Is gOut2++ still crucial?
If I replace func() with some simple value, the returned gOut1 value back to CPU are good - whether the test code is there or not does not matter. But if I call func, the test code has to be there for func to be correct. If gOut2++ is missing, the result of func is not correct.
Somehow, I think there is sth. wrong with "gOut1[uniq_global_idx + i] = func(frame, i, getl_global_id(0), get_global_id(1));".
Is the index "uniq_global_idx + i" good for the array gOut1?
I double checked unique_idx+i and put a statement there to check the lower and upper bound of it, if it's out of the bound, I will write some value to gOut2, and I removed the TestCode to replace it with this bound check statement, it can run without an error and the values are all good. The memory in gOut2 is untouched, which means there is no bound problem.
So again it is crucial to have some kind of unrelated code to be there for the gOut1 result to be correct.

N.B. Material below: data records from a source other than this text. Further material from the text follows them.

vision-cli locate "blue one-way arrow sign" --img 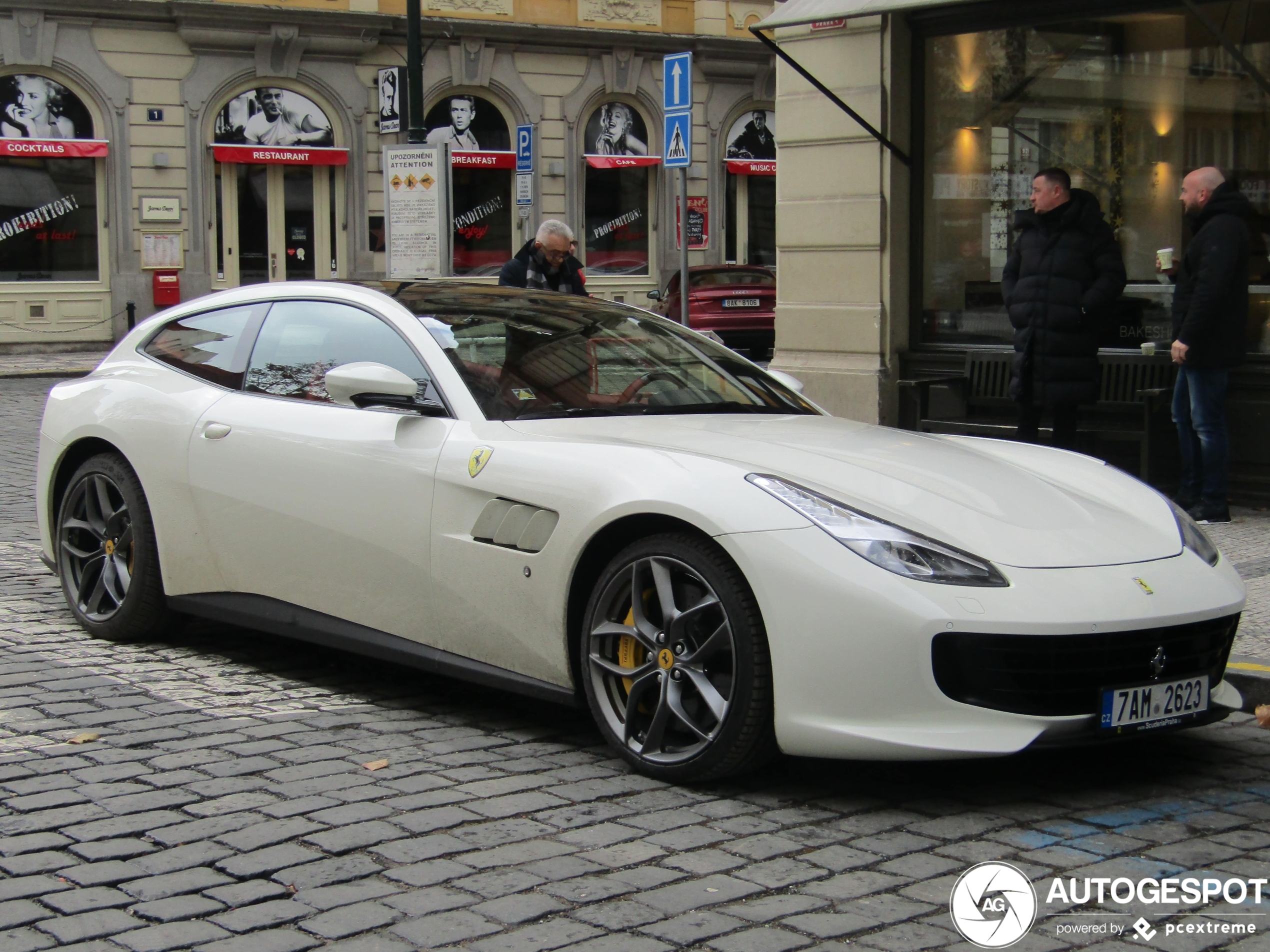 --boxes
[662,53,692,113]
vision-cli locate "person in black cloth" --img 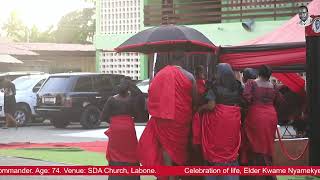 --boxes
[0,78,17,129]
[242,68,258,83]
[101,78,140,180]
[199,63,242,180]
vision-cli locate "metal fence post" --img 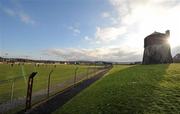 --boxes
[47,70,53,98]
[11,79,15,102]
[25,72,37,111]
[74,67,78,86]
[87,66,89,79]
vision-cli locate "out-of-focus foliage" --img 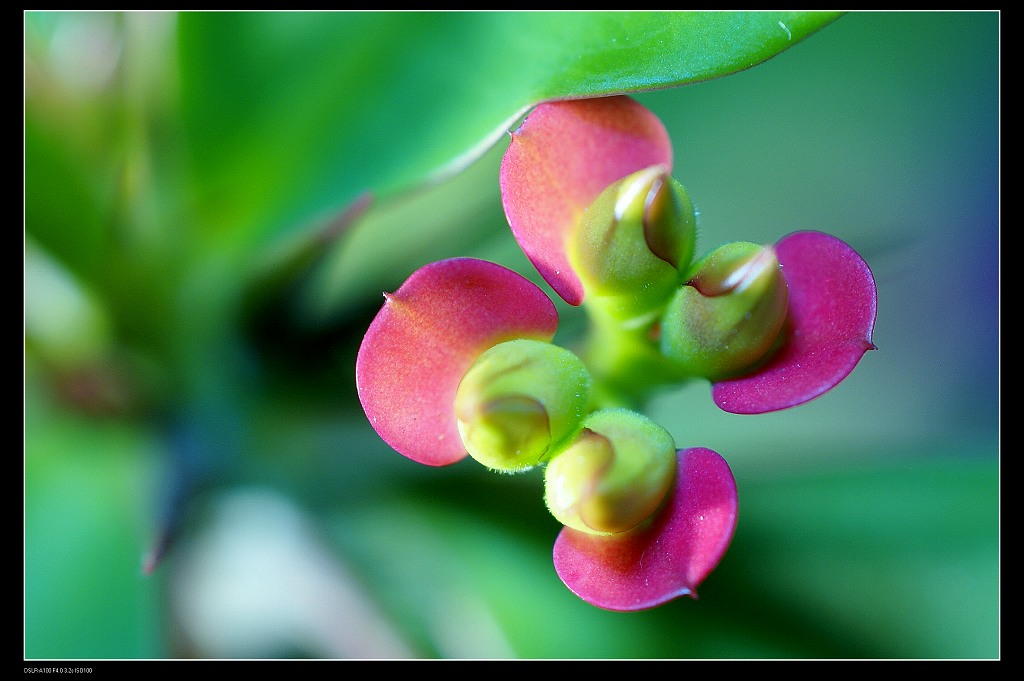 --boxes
[25,12,999,658]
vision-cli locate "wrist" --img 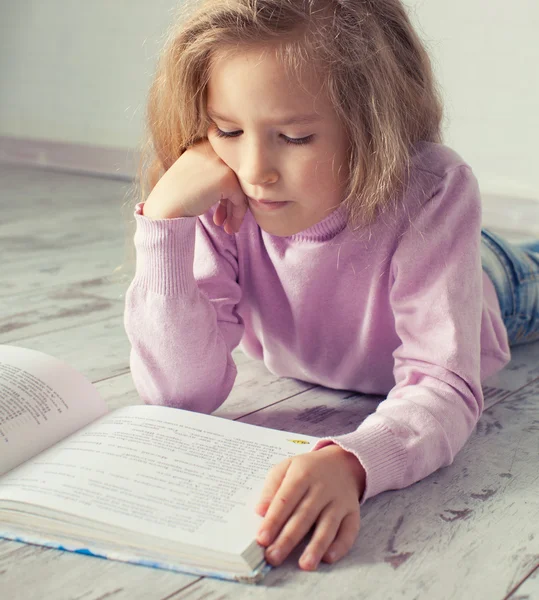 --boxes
[322,443,367,498]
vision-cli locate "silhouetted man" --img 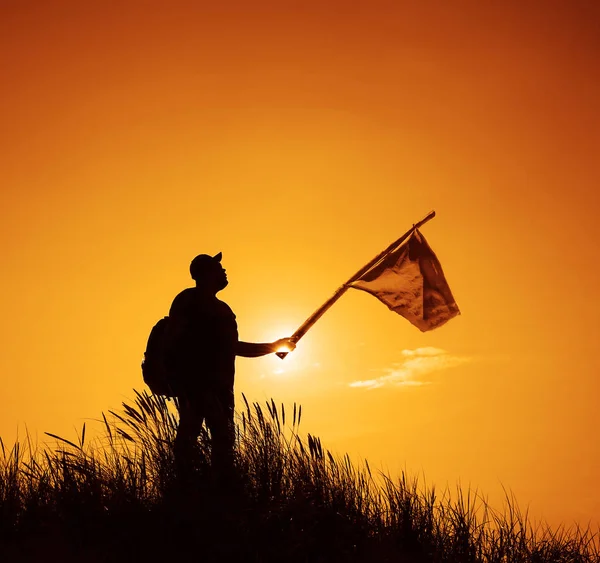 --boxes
[168,252,294,482]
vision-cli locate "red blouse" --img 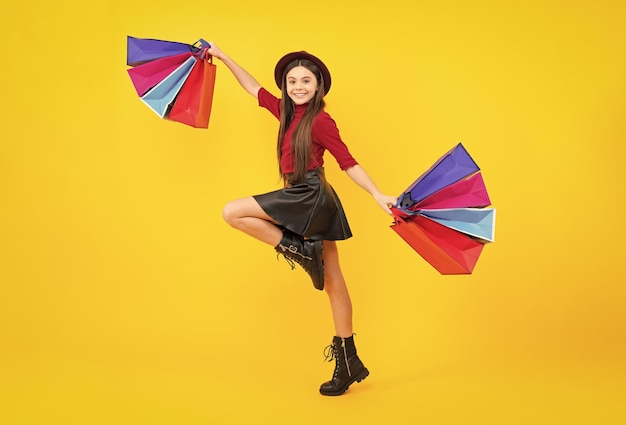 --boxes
[259,88,358,174]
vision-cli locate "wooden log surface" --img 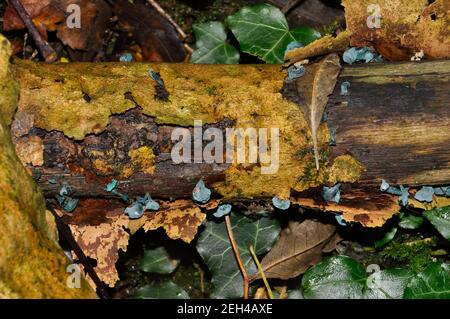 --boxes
[12,61,450,198]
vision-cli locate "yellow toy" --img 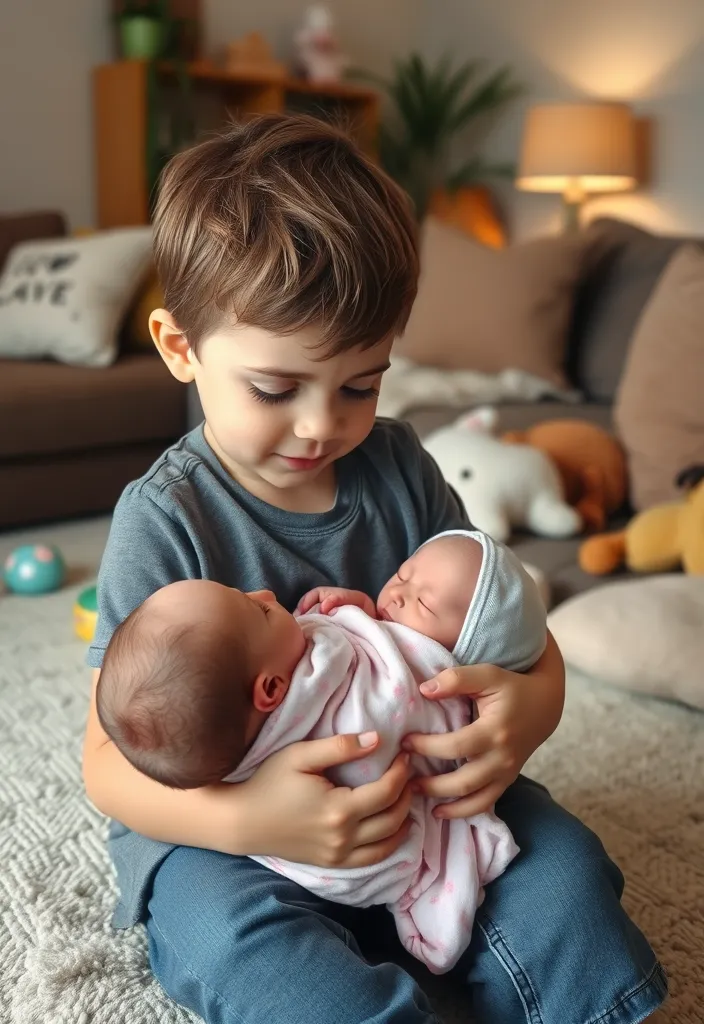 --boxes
[74,587,98,643]
[579,465,704,575]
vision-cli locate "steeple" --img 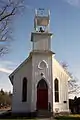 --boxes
[34,8,50,32]
[31,8,52,51]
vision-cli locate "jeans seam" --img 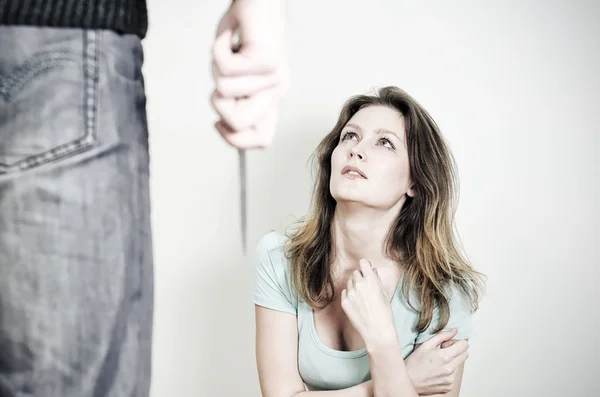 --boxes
[0,30,100,170]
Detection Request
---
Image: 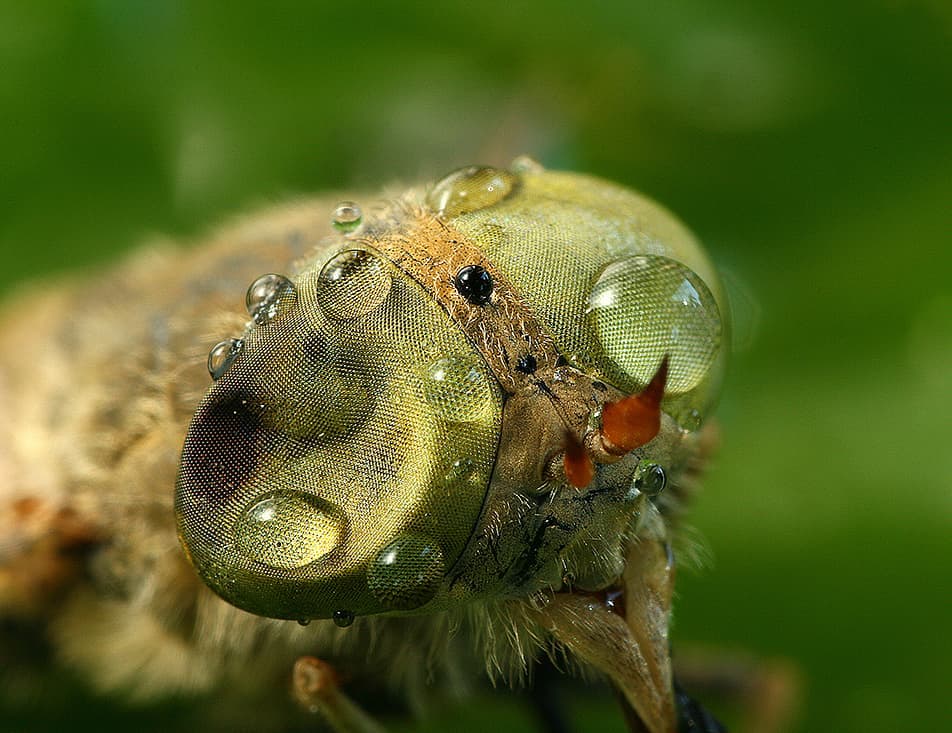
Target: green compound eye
[423,357,493,422]
[235,491,347,569]
[367,535,445,611]
[176,165,726,625]
[588,255,721,394]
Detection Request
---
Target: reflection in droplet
[588,255,721,394]
[677,407,704,433]
[208,339,245,380]
[316,249,393,320]
[334,609,354,629]
[245,273,297,326]
[367,534,446,611]
[509,155,545,173]
[426,165,516,219]
[631,461,668,496]
[234,490,347,570]
[331,201,363,234]
[443,458,476,486]
[423,356,493,422]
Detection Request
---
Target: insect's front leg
[539,539,677,733]
[291,657,384,733]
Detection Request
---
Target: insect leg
[291,657,384,733]
[540,540,677,733]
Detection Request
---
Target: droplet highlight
[234,491,347,570]
[331,201,364,234]
[426,166,517,219]
[316,249,393,320]
[509,155,545,173]
[676,407,704,433]
[423,356,493,422]
[367,535,446,611]
[245,273,297,326]
[208,339,245,380]
[333,610,354,629]
[631,461,668,496]
[588,255,721,394]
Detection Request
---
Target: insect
[0,159,726,733]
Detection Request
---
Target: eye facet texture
[175,166,726,625]
[176,250,502,619]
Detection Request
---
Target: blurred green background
[0,0,952,733]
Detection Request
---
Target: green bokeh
[0,0,952,733]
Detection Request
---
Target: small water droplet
[208,339,245,380]
[423,357,493,422]
[245,273,297,326]
[333,610,354,629]
[588,255,721,394]
[316,249,393,320]
[443,458,476,486]
[367,534,446,611]
[426,165,517,219]
[631,461,668,496]
[234,490,347,570]
[677,407,704,433]
[509,155,545,173]
[331,201,364,234]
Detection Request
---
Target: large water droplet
[588,255,721,394]
[235,490,347,570]
[423,356,493,422]
[331,201,364,234]
[426,165,517,219]
[367,534,446,611]
[208,339,245,380]
[245,273,297,326]
[316,249,393,320]
[631,461,668,496]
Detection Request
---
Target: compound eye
[588,255,722,394]
[453,265,493,305]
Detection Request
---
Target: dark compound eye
[516,354,539,374]
[453,265,493,305]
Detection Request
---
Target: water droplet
[631,461,668,496]
[677,407,704,433]
[235,490,347,570]
[367,534,446,611]
[509,155,545,173]
[443,458,476,486]
[426,165,517,219]
[317,249,393,320]
[208,339,245,380]
[333,610,354,629]
[423,357,493,422]
[588,255,721,394]
[331,201,364,234]
[245,273,297,326]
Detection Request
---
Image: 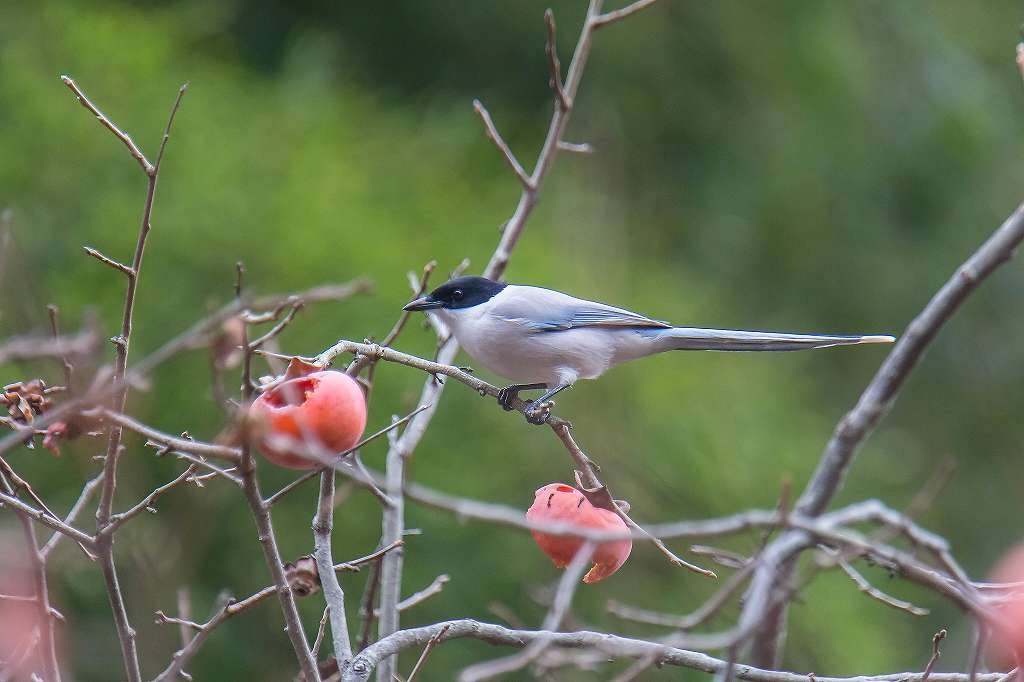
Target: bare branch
[309,606,331,658]
[458,541,597,682]
[473,99,535,189]
[397,573,452,611]
[821,548,929,616]
[6,466,60,682]
[100,410,242,464]
[99,464,199,536]
[46,303,75,390]
[311,466,352,667]
[342,619,1005,682]
[594,0,656,29]
[0,493,95,549]
[234,274,317,682]
[741,206,1024,667]
[558,140,594,154]
[544,8,572,110]
[0,330,99,364]
[406,628,447,682]
[82,247,135,279]
[40,474,103,560]
[60,76,153,176]
[921,628,946,682]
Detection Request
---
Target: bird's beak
[402,296,443,312]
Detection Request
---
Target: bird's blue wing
[534,306,672,332]
[494,287,672,332]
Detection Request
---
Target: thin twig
[312,462,352,667]
[235,262,321,682]
[406,628,447,682]
[60,76,153,176]
[821,547,930,616]
[921,628,946,682]
[594,0,657,29]
[82,247,136,278]
[341,619,1005,682]
[46,303,75,390]
[99,464,199,537]
[473,99,534,189]
[740,206,1024,667]
[40,473,103,559]
[60,76,185,682]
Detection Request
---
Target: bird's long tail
[654,327,896,350]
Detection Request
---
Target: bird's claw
[498,386,519,412]
[523,400,555,426]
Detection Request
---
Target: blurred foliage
[0,0,1024,680]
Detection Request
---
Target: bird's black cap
[402,276,508,310]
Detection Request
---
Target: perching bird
[404,276,895,423]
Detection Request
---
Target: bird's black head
[402,276,508,310]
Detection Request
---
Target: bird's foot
[523,400,555,426]
[498,384,519,412]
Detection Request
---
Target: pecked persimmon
[992,545,1024,665]
[526,483,633,583]
[250,371,367,469]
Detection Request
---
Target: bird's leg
[498,384,548,412]
[525,384,572,425]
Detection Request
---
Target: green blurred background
[0,0,1024,680]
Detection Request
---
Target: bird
[402,276,895,424]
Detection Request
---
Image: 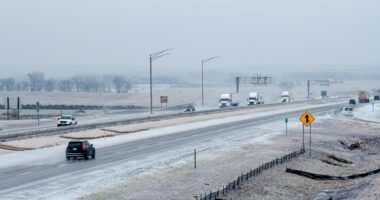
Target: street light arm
[152,53,170,61]
[202,56,219,63]
[151,48,174,57]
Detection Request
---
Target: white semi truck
[247,92,264,105]
[281,91,291,103]
[219,93,239,108]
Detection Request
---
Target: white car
[57,115,78,126]
[342,107,354,116]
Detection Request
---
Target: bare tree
[58,79,74,92]
[1,77,16,92]
[112,76,126,93]
[28,71,45,92]
[44,79,57,92]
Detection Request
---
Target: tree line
[0,71,132,93]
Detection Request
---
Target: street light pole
[149,49,173,114]
[202,56,219,106]
[202,60,204,106]
[149,54,153,114]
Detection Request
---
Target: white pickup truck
[57,115,78,126]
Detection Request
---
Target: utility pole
[149,49,173,114]
[307,80,310,100]
[235,77,240,94]
[202,56,219,106]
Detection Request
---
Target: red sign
[160,96,168,103]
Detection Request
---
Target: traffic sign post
[299,111,314,156]
[36,101,40,126]
[372,102,375,112]
[160,96,168,109]
[285,118,288,136]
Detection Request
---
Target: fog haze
[0,0,380,77]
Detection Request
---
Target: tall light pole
[149,49,173,114]
[202,56,219,106]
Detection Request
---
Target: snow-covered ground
[0,103,348,199]
[353,102,380,122]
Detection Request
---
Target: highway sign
[300,111,314,126]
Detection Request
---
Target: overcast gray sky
[0,0,380,75]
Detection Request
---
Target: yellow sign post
[300,111,314,126]
[299,111,315,156]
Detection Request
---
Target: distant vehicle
[57,115,78,126]
[185,104,195,112]
[342,107,354,116]
[219,93,239,108]
[321,90,327,99]
[281,91,290,103]
[358,91,369,103]
[247,92,264,105]
[66,140,95,160]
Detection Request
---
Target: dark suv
[66,140,95,160]
[185,104,195,112]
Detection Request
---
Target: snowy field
[0,81,380,130]
[0,101,344,199]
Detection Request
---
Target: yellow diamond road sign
[300,111,314,126]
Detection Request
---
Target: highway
[0,104,342,199]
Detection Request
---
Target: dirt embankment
[224,136,380,199]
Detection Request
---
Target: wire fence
[198,149,305,200]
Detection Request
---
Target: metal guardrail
[195,149,305,200]
[0,99,341,142]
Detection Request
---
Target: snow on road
[0,103,339,199]
[353,102,380,122]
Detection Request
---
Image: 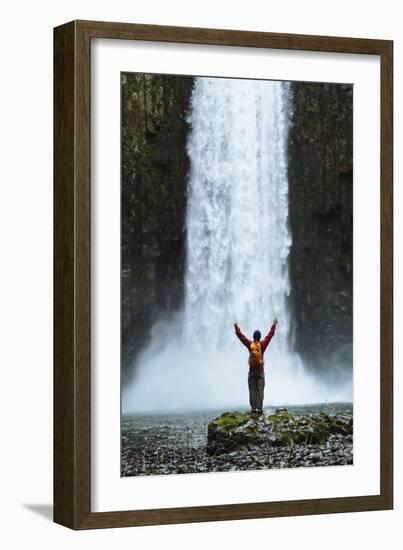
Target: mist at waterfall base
[122,78,352,412]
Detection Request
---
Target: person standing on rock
[234,319,278,413]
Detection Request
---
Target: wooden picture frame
[54,21,393,529]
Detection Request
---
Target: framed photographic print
[54,21,393,529]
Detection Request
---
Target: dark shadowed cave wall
[121,73,353,379]
[121,73,193,377]
[288,82,353,376]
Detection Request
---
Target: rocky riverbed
[121,408,353,476]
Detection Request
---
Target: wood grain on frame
[54,21,393,529]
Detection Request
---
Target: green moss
[266,409,294,424]
[212,411,250,430]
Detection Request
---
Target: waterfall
[184,78,291,349]
[123,78,338,410]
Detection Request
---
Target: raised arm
[234,323,252,349]
[260,319,278,353]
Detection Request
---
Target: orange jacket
[235,324,276,372]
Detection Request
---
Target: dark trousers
[248,374,265,409]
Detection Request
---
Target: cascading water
[123,78,338,411]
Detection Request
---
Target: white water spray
[123,78,350,411]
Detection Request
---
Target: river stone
[206,408,353,461]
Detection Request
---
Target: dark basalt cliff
[121,73,353,382]
[121,73,193,380]
[288,83,353,376]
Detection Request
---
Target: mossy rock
[210,411,251,431]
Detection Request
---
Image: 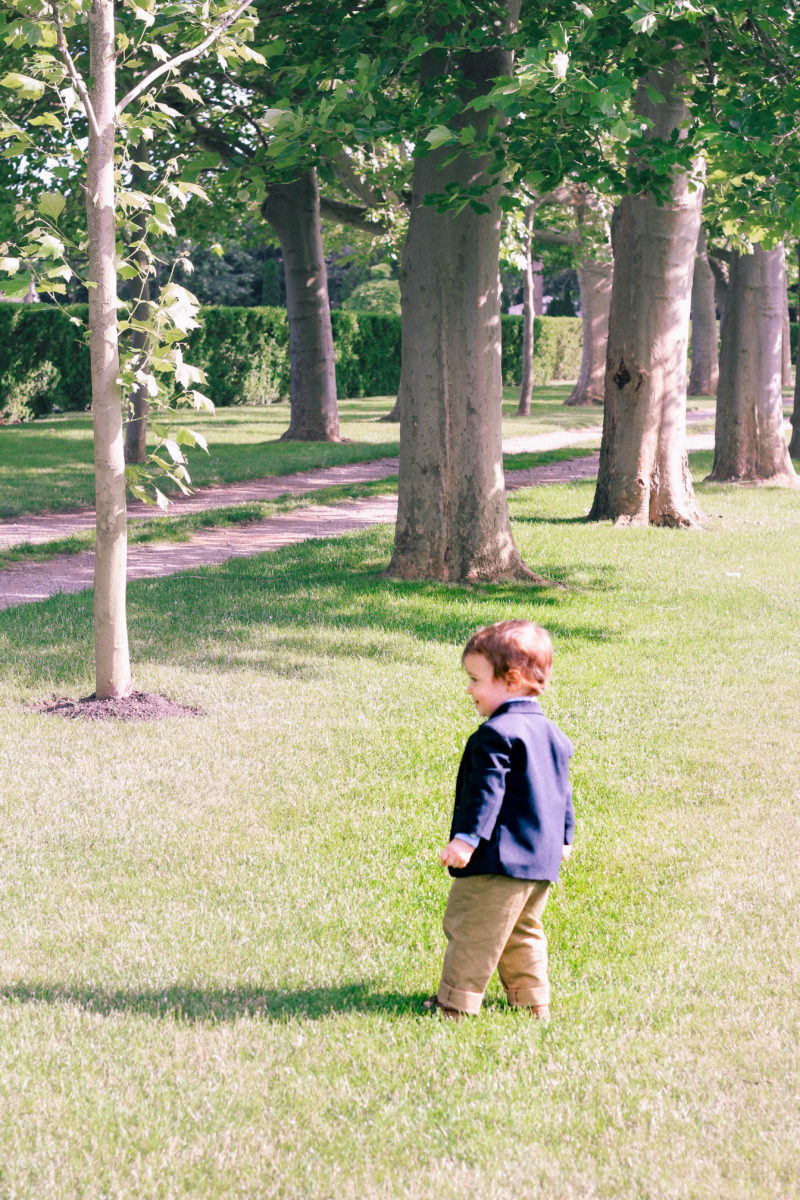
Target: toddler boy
[425,620,575,1021]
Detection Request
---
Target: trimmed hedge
[0,304,91,420]
[0,304,581,419]
[500,317,583,388]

And when I first ran the above bound check code, it is taking very long time to compile, and it stuck there when I ran it. I have to stop and start it again and it ran normally. I suspect there is something wrong with the setup of the driver, but don't know what is a good way to check it.
Not sure if it's related, sometimes I see a warning dialogbox:
Here is the software info from catalyst control center:
Driver Packaging Version | 8.961-120405a-137813C-ATI |
Provider | Advanced Micro Devices, Inc. |
2D Driver Version | 8.01.01.1243 |
2D Driver File Path | /REGISTRY/MACHINE/SYSTEM/ControlSet001/Control/CLASS/{4D36E968-E325-11CE-BFC1-08002BE10318}/0006 |
Direct3D Version | 7.14.10.0903 |
OpenGL Version | 6.14.10.11631 |
Catalyst Control Center Version | 2012.0405.2205.37728 |
AMD Audio Driver Version | 7.12.0.7706 |
The AMD driver version is 8.961.0.0
Updating the driver to the latest version may fix the problem if it is driver related.